The set design oddly seems to reflect the state in which the play is set. Skeletal trees, fences and plain boxes can be seen as colorful and complex or incredibly stark depending on the lighting and the mood. The feeling might be familiar to the grasslands, fences and open sky that dominate much of Wyoming. The versatility allows many scenes to blend together in the same space.

The costumes also help the chorus blend together, as silver or black pants and shirts are dressed up when the actors move into different roles. Set and costumes both make use of eye-catching materials that seem to abstract the actors from the words that they speak.

“I think gauze works with memory,” Juan said. “It’s lined, it reminds you of what is inside. It’s very cocoon-like, and wind-like at the same time.”

The performance unquestionably benefits from the facilities in the Decio Mainstage Theater, which allow for better effects than were ever possible in Washington Hall. The trapped stage allows for a beautiful moment when a bigoted preacher emerges onto the stage from glowing red light underneath. He is greeted by a movement of the Requiem that is highly reminiscent of Mozart’s Don Giovanni, an opera in which the devil descends into hell instead of climbing out of it.

“The Laramie Project,” like much of the art which has recently been drawing attention, risks moving into a controversial sphere by addressing the issue of homosexuality. A scene in which a male character appears dressed like a dominatrix sporting the Nazi insignia might raise hackles, but it also provides a striking statement that would be difficult to achieve through subtler means.

“It serves a couple of different purposes,” said Jordan, who performs the scene in the FTT performance. “It’s a parody of the whole idea of Nazism, sort of making Nazis into fools. It also juxtaposes the high emotional scene before it. There’s this counterpoint to take you out of that emotion and look at it from more of a distance.”

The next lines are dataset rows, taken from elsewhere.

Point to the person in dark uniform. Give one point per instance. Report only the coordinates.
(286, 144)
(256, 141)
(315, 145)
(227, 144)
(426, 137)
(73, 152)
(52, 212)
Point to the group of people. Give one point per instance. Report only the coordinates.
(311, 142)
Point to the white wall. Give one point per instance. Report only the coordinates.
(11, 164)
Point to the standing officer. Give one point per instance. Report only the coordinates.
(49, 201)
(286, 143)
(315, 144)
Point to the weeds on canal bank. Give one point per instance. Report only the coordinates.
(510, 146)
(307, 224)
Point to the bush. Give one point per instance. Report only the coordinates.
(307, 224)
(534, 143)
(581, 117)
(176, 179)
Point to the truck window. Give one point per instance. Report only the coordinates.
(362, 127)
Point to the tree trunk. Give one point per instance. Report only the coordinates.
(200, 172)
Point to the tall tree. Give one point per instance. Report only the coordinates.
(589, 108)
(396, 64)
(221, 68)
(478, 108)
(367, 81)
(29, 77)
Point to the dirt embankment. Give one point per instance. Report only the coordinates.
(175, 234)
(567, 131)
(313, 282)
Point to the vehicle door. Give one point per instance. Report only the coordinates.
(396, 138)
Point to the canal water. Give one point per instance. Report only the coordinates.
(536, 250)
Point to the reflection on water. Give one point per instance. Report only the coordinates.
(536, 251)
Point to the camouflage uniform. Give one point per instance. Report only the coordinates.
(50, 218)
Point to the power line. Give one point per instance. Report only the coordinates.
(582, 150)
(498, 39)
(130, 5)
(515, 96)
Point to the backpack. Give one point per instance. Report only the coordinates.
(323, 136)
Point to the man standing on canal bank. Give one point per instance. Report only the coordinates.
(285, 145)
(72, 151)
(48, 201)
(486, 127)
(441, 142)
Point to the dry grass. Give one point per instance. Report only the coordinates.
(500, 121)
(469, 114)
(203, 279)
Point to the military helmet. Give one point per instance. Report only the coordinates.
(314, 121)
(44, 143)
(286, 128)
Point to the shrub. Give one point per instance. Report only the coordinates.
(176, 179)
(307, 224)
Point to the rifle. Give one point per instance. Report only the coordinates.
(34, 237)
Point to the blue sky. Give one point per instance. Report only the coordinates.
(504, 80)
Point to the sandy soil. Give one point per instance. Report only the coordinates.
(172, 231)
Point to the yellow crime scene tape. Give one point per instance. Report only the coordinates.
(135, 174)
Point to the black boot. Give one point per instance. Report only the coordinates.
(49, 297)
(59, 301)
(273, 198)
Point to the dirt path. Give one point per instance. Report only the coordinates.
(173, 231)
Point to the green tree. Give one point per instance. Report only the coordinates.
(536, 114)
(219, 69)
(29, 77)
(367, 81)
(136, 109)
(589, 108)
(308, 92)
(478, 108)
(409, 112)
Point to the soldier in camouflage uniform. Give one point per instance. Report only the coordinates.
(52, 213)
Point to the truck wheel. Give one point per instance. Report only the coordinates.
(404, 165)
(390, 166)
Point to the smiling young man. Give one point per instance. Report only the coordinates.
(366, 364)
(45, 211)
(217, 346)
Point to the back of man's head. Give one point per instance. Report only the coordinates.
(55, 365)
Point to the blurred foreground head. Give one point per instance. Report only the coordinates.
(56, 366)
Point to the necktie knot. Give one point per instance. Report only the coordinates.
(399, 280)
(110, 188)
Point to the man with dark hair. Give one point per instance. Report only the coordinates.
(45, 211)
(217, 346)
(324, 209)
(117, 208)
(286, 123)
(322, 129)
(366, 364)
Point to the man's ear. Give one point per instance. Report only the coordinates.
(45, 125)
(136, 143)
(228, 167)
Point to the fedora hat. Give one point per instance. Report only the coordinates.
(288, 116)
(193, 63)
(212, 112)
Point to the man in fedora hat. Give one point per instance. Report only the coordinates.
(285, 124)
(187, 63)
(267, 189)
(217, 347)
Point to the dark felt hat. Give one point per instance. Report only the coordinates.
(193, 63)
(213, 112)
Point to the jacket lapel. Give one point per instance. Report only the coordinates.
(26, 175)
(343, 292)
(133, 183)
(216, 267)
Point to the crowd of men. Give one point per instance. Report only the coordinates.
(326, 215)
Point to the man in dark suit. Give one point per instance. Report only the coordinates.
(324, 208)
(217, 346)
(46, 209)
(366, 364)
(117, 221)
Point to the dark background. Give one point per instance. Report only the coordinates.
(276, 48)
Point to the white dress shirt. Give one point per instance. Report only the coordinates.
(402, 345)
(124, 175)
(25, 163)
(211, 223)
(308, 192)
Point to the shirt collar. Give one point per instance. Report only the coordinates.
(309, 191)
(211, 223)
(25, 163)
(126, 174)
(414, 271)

In general, the play benefits from the effort to place it in a broad picture and not focus on the particular political issue involved.

“One thing I’m glad Anton has done is to make it a lot more about hate crime than about homosexuality,” junior Mairead Case said.

Parts of “The Laramie Project,” especially the scene by the chorus, might become too abstract for some audience members. But the play is certainly fascinating and provides food for thought on multiple levels. In the tradition of plays that examine hate crimes and the mentality that surrounds them, “The Laramie Project” certainly achieves a unique status.

“The Laramie Project” will be performed Tuesday through Sunday and March 1 through March 3 at the DeBartolo Center for the Performing Arts. Tickets cost $8 for students, $10 for seniors, faculty and staff and $12 for the general public.